The court reviewed the regulations under Central Hudson’s four-part commercial speech test. Under that test, if the speech regulated is neither false nor unlawful (a component not at issue in this case) and the government can show a substantial interest to justify its regulation, the court then considers whether regulation directly advances the government’s interest and whether it is narrowly drawn and not more extensive than necessary to serve the interest.

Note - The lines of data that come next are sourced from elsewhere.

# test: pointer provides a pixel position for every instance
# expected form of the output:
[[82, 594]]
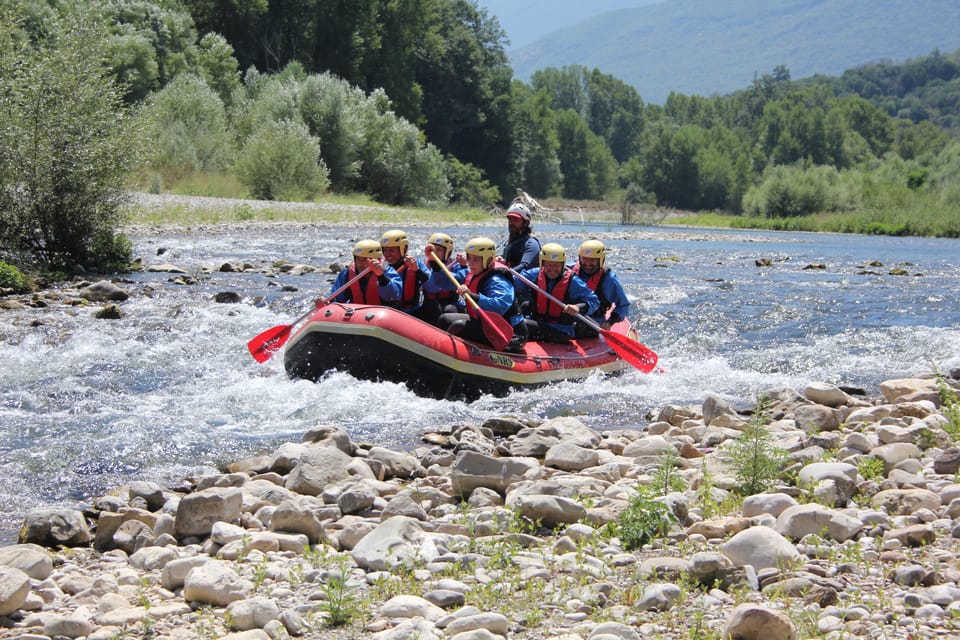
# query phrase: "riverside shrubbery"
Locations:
[[12, 279], [790, 191], [67, 144]]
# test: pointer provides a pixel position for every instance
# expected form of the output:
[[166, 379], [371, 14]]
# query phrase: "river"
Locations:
[[170, 390]]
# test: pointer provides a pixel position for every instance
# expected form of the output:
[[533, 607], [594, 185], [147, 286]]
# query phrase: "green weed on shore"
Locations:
[[895, 214]]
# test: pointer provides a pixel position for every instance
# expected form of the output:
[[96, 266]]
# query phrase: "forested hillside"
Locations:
[[707, 46], [414, 103]]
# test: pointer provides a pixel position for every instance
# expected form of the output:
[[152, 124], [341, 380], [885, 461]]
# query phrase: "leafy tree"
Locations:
[[611, 108], [588, 167], [466, 79], [396, 167], [66, 146], [467, 185], [189, 124], [789, 191], [536, 143], [329, 107], [218, 67], [281, 161]]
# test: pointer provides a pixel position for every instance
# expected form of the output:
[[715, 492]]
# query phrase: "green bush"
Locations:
[[756, 463], [643, 520], [791, 191], [397, 167], [111, 251], [12, 278], [67, 145], [468, 186], [189, 126], [282, 161], [328, 106]]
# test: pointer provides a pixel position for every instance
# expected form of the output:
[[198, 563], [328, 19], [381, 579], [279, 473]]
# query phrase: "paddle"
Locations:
[[495, 327], [632, 351], [265, 344]]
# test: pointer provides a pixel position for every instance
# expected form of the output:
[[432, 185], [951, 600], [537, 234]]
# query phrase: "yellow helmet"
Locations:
[[593, 249], [395, 238], [444, 241], [367, 249], [552, 252], [484, 248]]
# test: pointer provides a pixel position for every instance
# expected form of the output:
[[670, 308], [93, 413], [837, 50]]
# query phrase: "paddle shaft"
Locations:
[[454, 280], [495, 327], [632, 351], [582, 318]]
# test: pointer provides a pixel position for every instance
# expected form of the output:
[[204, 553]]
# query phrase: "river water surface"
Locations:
[[170, 390]]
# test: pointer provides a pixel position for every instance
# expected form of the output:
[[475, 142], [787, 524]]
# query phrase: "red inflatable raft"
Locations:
[[381, 343]]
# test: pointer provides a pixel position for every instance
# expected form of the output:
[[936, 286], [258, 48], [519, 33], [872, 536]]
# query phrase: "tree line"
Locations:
[[413, 101]]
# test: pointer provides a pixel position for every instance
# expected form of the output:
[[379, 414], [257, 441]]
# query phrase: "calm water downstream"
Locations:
[[170, 390]]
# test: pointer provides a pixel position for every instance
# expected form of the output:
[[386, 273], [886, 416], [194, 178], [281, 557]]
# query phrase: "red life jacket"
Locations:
[[357, 293], [594, 283], [548, 309], [443, 296], [475, 280]]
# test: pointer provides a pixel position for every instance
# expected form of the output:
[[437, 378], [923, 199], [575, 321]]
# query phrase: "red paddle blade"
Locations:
[[496, 329], [264, 345], [632, 351]]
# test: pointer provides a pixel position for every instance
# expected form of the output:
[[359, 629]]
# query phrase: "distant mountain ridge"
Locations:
[[528, 20], [703, 47]]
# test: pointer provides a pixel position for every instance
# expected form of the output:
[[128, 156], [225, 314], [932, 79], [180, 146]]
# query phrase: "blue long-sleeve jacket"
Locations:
[[522, 252], [577, 293], [496, 295], [439, 285], [388, 285], [613, 298]]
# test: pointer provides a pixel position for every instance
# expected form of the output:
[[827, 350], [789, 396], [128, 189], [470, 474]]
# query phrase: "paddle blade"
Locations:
[[264, 345], [496, 329], [635, 353]]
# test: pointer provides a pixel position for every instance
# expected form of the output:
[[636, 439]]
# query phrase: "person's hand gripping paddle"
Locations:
[[496, 329], [630, 350]]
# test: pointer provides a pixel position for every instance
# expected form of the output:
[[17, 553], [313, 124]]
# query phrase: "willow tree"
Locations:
[[67, 145]]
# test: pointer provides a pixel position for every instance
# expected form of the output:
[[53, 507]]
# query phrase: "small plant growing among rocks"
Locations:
[[340, 606], [643, 520], [870, 468], [950, 407], [12, 279], [755, 461]]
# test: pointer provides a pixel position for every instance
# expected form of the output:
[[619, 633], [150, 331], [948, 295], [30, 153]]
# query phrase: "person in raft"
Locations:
[[381, 285], [550, 322], [413, 272], [439, 292], [491, 286], [521, 250], [614, 304]]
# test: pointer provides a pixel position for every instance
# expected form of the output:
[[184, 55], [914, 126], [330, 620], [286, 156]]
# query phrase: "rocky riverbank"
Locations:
[[523, 530]]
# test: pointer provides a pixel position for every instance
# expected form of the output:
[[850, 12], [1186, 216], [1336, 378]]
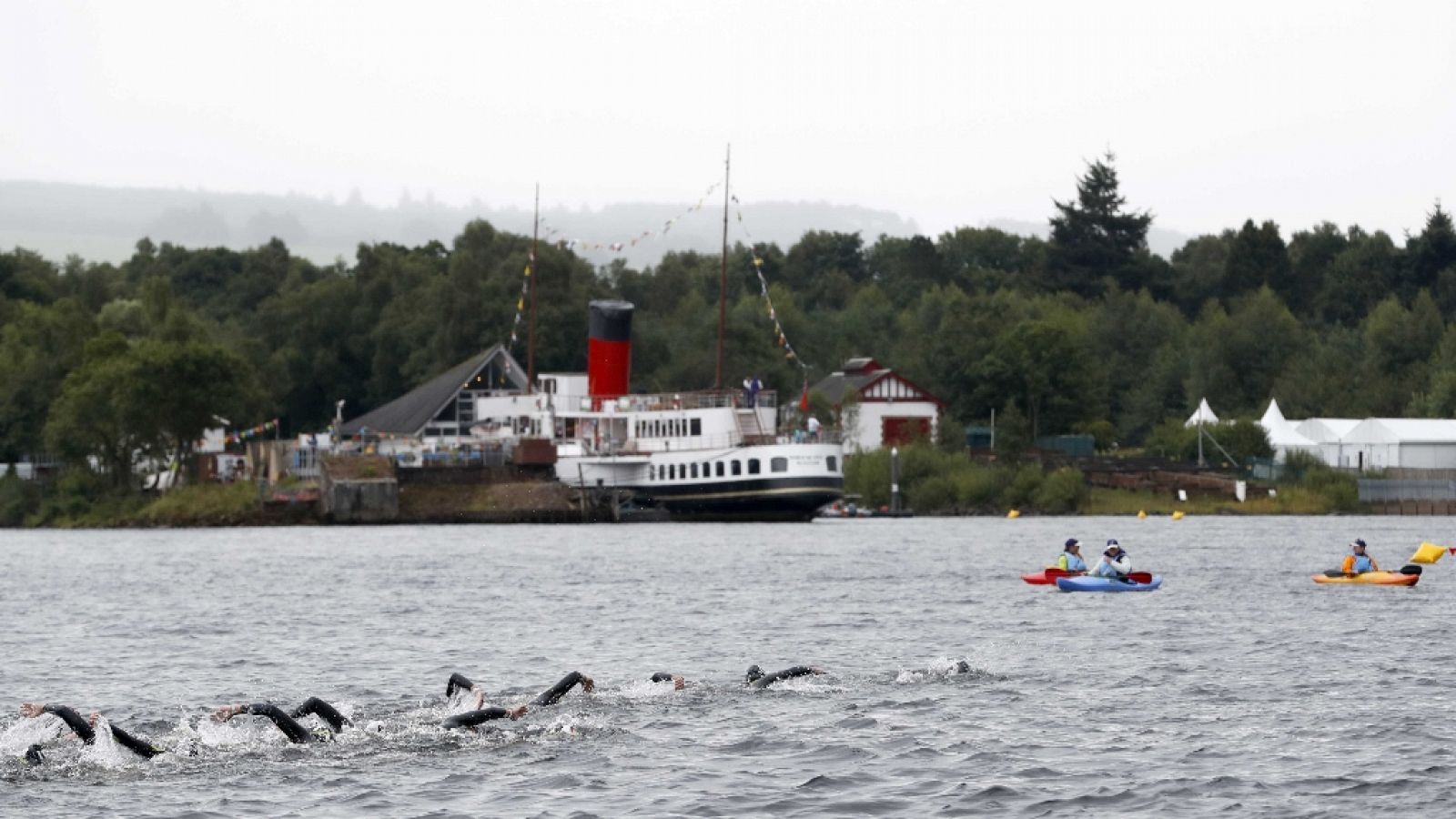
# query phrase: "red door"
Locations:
[[899, 431]]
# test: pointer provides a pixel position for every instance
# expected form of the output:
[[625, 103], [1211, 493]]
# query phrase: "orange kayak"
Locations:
[[1372, 579]]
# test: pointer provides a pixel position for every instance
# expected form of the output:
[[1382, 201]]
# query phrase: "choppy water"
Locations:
[[1239, 687]]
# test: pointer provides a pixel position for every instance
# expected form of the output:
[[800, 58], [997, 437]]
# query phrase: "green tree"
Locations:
[[1096, 237]]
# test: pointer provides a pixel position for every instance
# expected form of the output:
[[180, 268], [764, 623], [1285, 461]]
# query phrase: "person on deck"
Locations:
[[1070, 557], [1114, 562], [288, 722], [85, 731], [750, 390], [1358, 561], [757, 680]]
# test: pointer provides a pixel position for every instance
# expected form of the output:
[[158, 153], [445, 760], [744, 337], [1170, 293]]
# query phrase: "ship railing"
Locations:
[[693, 443], [699, 399]]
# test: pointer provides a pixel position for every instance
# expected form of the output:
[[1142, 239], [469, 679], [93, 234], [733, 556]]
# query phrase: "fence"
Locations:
[[1375, 490]]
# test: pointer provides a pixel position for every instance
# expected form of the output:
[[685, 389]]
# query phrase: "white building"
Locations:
[[1409, 443], [880, 407], [1365, 443], [1285, 435]]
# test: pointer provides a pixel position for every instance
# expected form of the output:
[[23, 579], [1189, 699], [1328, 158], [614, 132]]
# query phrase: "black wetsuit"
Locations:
[[87, 734], [757, 680], [470, 719], [555, 693], [288, 723]]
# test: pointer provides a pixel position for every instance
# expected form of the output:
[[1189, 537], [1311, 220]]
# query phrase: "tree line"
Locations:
[[1082, 331]]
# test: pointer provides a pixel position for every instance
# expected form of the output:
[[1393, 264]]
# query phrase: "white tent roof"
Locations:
[[1327, 430], [1402, 430], [1283, 435], [1205, 414]]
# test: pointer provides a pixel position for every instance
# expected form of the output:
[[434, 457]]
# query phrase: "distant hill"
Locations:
[[106, 223]]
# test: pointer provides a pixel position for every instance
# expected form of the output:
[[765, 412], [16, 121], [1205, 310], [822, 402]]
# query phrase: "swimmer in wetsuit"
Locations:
[[482, 714], [757, 680], [288, 722], [85, 729]]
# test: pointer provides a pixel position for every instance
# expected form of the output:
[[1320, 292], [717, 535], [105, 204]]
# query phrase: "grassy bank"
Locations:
[[935, 481]]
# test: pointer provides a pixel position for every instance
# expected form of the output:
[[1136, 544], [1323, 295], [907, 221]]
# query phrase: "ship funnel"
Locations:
[[609, 350]]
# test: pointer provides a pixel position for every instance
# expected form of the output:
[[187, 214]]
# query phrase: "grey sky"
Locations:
[[945, 113]]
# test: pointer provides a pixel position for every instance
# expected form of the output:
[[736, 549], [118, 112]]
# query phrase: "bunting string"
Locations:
[[555, 237], [252, 433], [781, 339]]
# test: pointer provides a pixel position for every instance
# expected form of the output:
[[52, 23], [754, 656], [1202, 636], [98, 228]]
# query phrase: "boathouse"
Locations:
[[880, 407], [444, 407]]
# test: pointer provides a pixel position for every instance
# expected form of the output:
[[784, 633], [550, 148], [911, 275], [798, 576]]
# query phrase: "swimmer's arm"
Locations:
[[135, 745], [69, 716], [324, 712], [480, 716], [288, 724]]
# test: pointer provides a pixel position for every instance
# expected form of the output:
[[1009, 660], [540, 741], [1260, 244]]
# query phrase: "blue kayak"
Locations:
[[1106, 584]]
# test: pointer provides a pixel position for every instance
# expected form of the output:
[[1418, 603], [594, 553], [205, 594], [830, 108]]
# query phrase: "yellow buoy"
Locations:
[[1429, 552]]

On the second prong, the court agreed with New York City that its interest in regulating vehicle advertisements as annoyances to passengers was substantial—but beyond that point the city’s arguments fared worse. Most problematic for the court was the city’s justification for allowing advertising in taxis but not other FHVs: that the advertisements allowed operators to offset the cost of expensive ride- and fare-monitoring equipment the city required taxis to maintain. That justification for the distinction shared no relationship to the city’s concerns about passenger annoyances, however. That is, the advertisement were equally annoying irrespective of whether they helped offset other costs. And because the taxi exemption allowed advertising for more than 370,000 daily trips, the court doubted its ability to advance the city’s aesthetic interests.
The court also found the exemption lacking with respect to Central Hudson’s fourth prong. Though it noted that commercial speech test does not require cities to employ the least restrictive means to achieve their goals, it concluded New York City’s outright prohibition on advertising in FHV was far too broad.
The court’s suggested alternative: just let passengers turn the ads off.